The second block, as it could not be otherwise, focused on the United States, or rather, on the United States as a target, based on the “bitterness” – this is how he defined it – that Carlson believes he perceives in the Russian president in the face of to the West: “Russia and the West are not lovers,” said Putin, somewhere between convinced and dissatisfied. Regarding the hypothetical existence of contacts with Washington for a solution to the war, the president was clear: “If they really want to stop hostilities, they must stop providing weapons” to Ukraine, he stressed while claiming not to remember the last time he spoke with Biden (“I told him: you are making a mistake” with your support for Ukraine).

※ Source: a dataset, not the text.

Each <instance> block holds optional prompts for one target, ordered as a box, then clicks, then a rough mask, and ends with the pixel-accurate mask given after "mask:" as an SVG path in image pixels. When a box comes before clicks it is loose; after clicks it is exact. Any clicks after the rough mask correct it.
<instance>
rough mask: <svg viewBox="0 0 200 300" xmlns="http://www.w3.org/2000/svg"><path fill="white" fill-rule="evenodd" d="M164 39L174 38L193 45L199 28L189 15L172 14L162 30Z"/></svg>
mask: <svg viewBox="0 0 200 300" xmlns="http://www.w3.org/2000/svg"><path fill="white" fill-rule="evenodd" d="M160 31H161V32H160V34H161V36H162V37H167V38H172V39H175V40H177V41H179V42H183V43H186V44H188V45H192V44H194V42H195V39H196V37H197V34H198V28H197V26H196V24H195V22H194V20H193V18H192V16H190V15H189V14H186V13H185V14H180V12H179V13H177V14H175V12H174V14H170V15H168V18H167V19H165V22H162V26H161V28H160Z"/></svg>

He then reviewed different topics, from misinformation to artificial intelligence or technological advances, but above and beyond.

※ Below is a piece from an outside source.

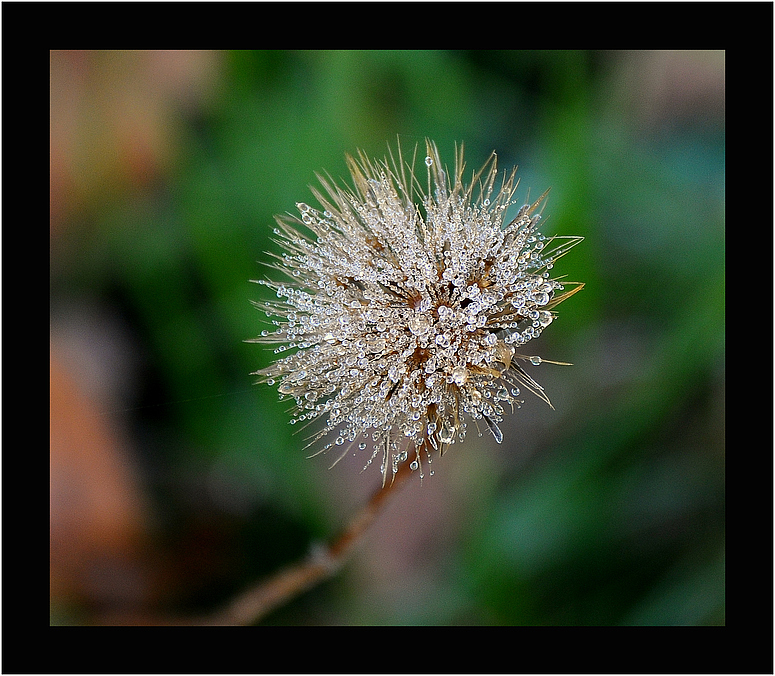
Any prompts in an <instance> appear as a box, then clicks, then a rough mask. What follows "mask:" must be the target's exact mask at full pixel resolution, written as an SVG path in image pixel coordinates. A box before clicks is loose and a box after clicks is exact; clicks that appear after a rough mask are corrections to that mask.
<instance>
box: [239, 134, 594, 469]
mask: <svg viewBox="0 0 775 676" xmlns="http://www.w3.org/2000/svg"><path fill="white" fill-rule="evenodd" d="M416 155H417V149H416V148H415V151H414V155H413V157H412V159H411V160H410V161H408V162H407V161H405V160H404V157H403V156H402V153H401V149H400V147H399V148H398V150H397V151H396V154H395V155H394V154H393V152H392V151H389V154H388V157H387V158H385V160H383V161H373V160H371V159H369V158H368V157H367V156H366V155H364V154H363V153H359V156H358V159H355V158H353V157H350V156H347V164H348V168H349V170H350V174H351V176H352V181H353V187H352V188H350V187H341V186H339V185H337V184H336V183H335V182H334V181H332V180H331V179H330V178H324V177H321V176H318V179H319V180H320V183H321V184H322V188H323V190H322V191H319V190H316V189H314V188H313V190H312V192H313V194H314V196H315V198H316V199H317V201H318V203H319V204H320V208H313V207H310V206H308V205H307V204H305V203H298V204H297V205H296V207H297V209H298V211H299V216H295V215H291V214H286V215H284V216H278V217H277V224H278V227H277V228H275V231H274V232H275V234H276V235H277V240H276V241H277V243H278V245H279V246H280V247H282V249H283V250H284V252H283V253H282V254H281V255H276V256H274V258H275V259H276V260H275V262H274V263H273V264H271V265H270V267H272V268H274V269H275V270H277V271H279V272H281V273H284V275H285V276H287V278H288V279H287V281H285V282H278V281H265V280H262V281H258V282H257V283H259V284H262V285H264V286H266V287H269V288H270V289H272V290H273V291H274V292H275V294H276V296H277V300H271V301H265V302H256V303H255V305H256V307H258V308H259V309H261V310H263V311H265V312H266V314H267V316H268V317H270V318H271V324H272V325H273V327H274V328H273V330H268V331H262V332H261V336H260V337H258V338H256V339H254V341H252V342H259V343H269V344H276V345H277V347H276V348H275V350H274V351H275V353H276V354H277V355H278V359H277V361H275V362H274V363H273V364H272V365H271V366H268V367H267V368H263V369H260V370H259V371H256V372H255V373H254V374H253V375H258V376H260V377H261V381H262V382H266V383H267V384H269V385H275V384H277V385H278V390H279V392H280V395H281V396H282V397H285V398H290V399H293V400H295V407H294V415H293V418H292V419H291V422H292V423H294V424H296V423H305V422H308V421H313V420H316V419H318V418H321V419H323V420H324V421H325V422H324V425H323V427H322V429H320V430H319V431H318V432H317V433H315V434H314V435H313V437H312V441H311V443H310V445H312V444H314V443H316V442H317V441H318V440H319V439H321V438H322V437H323V436H325V435H328V434H329V433H330V434H331V435H332V437H333V440H332V441H330V442H329V443H327V444H326V445H325V446H324V447H323V448H322V449H320V452H323V451H326V450H329V449H331V448H336V447H341V449H342V453H341V454H340V455H339V456H338V458H341V457H343V456H344V455H345V454H346V453H347V452H348V450H350V449H351V448H352V447H353V446H355V447H357V448H358V449H359V450H361V451H365V452H366V453H367V455H366V456H364V457H365V463H366V465H367V466H368V465H370V464H371V462H372V461H373V460H374V459H375V458H377V457H381V461H382V464H381V467H382V475H383V483H384V482H385V481H386V480H387V478H388V477H389V476H391V474H392V473H395V472H396V471H397V469H398V466H399V465H400V464H401V463H402V462H404V461H406V460H408V458H410V457H411V458H412V460H411V461H410V462H411V467H412V469H417V468H420V467H421V465H422V459H421V454H422V455H424V456H425V458H426V459H427V460H428V461H429V462H430V461H431V459H432V455H433V453H434V451H437V452H438V453H439V454H443V453H444V451H445V450H446V449H447V448H448V447H449V446H450V445H452V444H454V443H456V442H459V441H462V440H463V439H464V438H465V436H466V432H467V425H468V423H470V421H473V422H474V424H475V425H476V427H477V428H478V429H481V428H482V427H484V426H486V428H488V429H489V430H490V431H491V432H492V434H493V436H494V438H495V440H496V441H497V442H498V443H501V442H502V440H503V434H502V432H501V430H500V428H499V427H498V423H500V422H501V421H502V419H503V416H504V414H505V412H506V411H507V409H509V410H511V409H513V408H515V407H516V408H519V406H520V405H521V404H522V403H523V402H522V400H521V399H520V396H521V391H522V389H525V390H529V391H531V392H533V393H534V394H535V395H537V396H538V397H540V398H541V399H543V400H544V401H546V402H547V403H548V404H549V405H550V406H551V403H550V401H549V398H548V397H547V396H546V394H545V393H544V389H543V387H541V385H539V384H538V383H537V382H536V381H535V380H534V379H533V378H532V377H531V376H530V375H528V373H527V372H526V371H525V370H524V369H523V368H522V366H521V365H520V363H519V362H520V361H522V362H529V363H531V364H534V365H537V364H539V363H541V361H542V360H541V358H540V357H537V356H528V355H524V354H521V353H520V351H521V350H522V348H523V347H524V346H525V345H526V344H527V343H528V342H530V341H531V340H533V339H534V338H537V337H538V336H539V335H540V334H541V332H542V331H543V330H544V329H545V328H546V327H547V326H549V325H550V324H551V323H552V321H553V320H554V318H555V312H554V308H555V307H556V306H557V305H558V304H559V303H560V302H562V301H563V300H565V299H566V298H568V297H569V296H571V295H572V294H573V293H575V292H576V291H578V290H580V289H581V287H582V286H583V285H582V284H580V283H575V282H573V283H568V282H560V281H559V280H558V279H556V278H555V279H553V278H552V277H551V270H552V268H553V266H554V264H555V262H556V261H557V260H558V259H559V258H560V257H561V256H563V255H565V254H566V253H567V252H568V251H569V250H570V249H571V248H572V247H573V246H575V245H576V244H578V243H579V242H580V241H581V239H582V238H581V237H574V236H555V237H551V238H547V237H544V236H543V235H541V234H540V233H539V232H538V230H537V227H538V222H539V220H540V218H541V215H540V213H537V211H538V207H539V206H541V205H542V203H543V201H544V198H545V197H546V194H547V193H548V191H547V192H545V193H544V194H543V195H541V196H540V197H539V198H538V199H537V200H536V201H535V202H533V203H532V204H525V205H523V206H522V207H520V208H519V210H518V212H517V214H516V216H515V217H514V218H513V220H511V221H510V222H509V223H507V224H505V215H506V210H507V209H508V208H509V207H510V206H512V205H513V204H514V202H512V198H513V196H514V192H515V191H516V188H517V185H518V181H515V175H516V168H515V169H514V170H512V171H511V172H510V173H508V174H501V176H500V177H499V175H498V171H497V168H496V156H495V153H493V154H492V155H491V157H490V159H489V160H488V161H487V162H486V163H485V165H484V166H483V167H482V168H481V169H480V170H479V171H477V172H475V173H474V174H473V176H472V177H471V180H470V182H469V183H464V179H463V172H464V162H463V151H462V148H461V149H458V150H457V151H456V156H455V165H454V168H453V172H452V174H449V173H448V171H447V169H446V168H445V167H444V166H443V165H442V163H441V161H440V158H439V153H438V150H437V148H436V145H435V144H434V143H432V142H430V141H427V142H426V157H425V160H424V163H422V164H421V166H420V170H419V171H418V172H417V173H416V172H415V164H416ZM285 352H288V354H287V355H284V353H285ZM544 361H545V360H544ZM553 363H560V362H553ZM421 476H422V473H421Z"/></svg>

To heat up the expectation generated by the interview, recorded on Tuesday and broadcast this Thursday openly on its portal and on by his company Neuralink -, Carlson this week disdained the large conventional media, baselessly claiming that none had requested an interview with the Russian president, and that Western journalists have interviewed the Ukrainian president, Volodymyr Zelensky, on multiple occasions, but have not “met bothered” to interview the Russian president. He highlights the former Fox star's demand for press freedom when Moscow authorities keep two American journalists behind bars (Evan Gershkovich of the newspaper The Wall Street Journal, and Alsosu Kurmasheva of Radio Free Europe/Radio Liberty), have pushed independent R
ussian media outlets to close, blocked others, and ordered several foreign reporters to leave the country. Numerous media outlets from Western countries have addressed repeated requests for an interview to the Kremlin. All of them have been ignored. “Does Tucker really think that we journalists haven't been trying to interview President Putin every day since his full-scale invasion of Ukraine?” CNN's Christiane Amanpour wrote in X. “It's absurd: we will still ask for an interview, as we have done for years.”

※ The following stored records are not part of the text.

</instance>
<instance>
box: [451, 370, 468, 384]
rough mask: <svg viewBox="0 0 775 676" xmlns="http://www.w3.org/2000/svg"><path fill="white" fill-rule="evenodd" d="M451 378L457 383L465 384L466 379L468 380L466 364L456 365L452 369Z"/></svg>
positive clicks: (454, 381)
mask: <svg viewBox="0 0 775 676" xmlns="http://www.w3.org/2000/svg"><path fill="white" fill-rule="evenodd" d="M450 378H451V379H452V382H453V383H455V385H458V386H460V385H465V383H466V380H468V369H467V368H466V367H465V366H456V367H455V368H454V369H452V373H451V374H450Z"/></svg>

The timing of this informative bombshell – thanks to Elon Musk, the third person most interested in the exclusive and who publicized it by tweeting live during its broadcast – does not seem to be the result of chance. Carlson's visit to Moscow comes as fighting in Ukraine is at a standstill and against a backdrop of growing division in the Republican Party over Putin, the war and aid to Ukraine. Trump has pushed to cut off aid to Ukraine, and the Republican majority that controls the House of Representatives has complied. While many Republicans criticize the Russian president and his invasion, Trump and others have argued that the United States has no interest in helping Ukraine defend itself. Furthermore, Putin's clear toast to Trump's victory in November occurs on the same day that he was informed of Joe Biden's memory limitations, a fact that may further undermine his support among his voters.
Media related to the Kremlin heated up the expectation generated by the interview on social networks, distorting information from the weekly Newsweek according to which Carlson could be sanctioned by the EU for interviewing the Kremlin leader. In statements to the magazine, MEP Guy Verhofstadt, who has asked that the EU consider imposing a “travel ban” on whom he defines as the spokesperson for Donald Trump and Putin, is in favor of this. “As Putin is a war criminal and the EU sanctions all those who help him in this endeavour, it seems logical that the External Action Service will also examine his case,” Verhofstadt told the publication. Pro-Kremlin journalists have attributed to the EU what is nothing more than the point of view of a member of the European Parliament.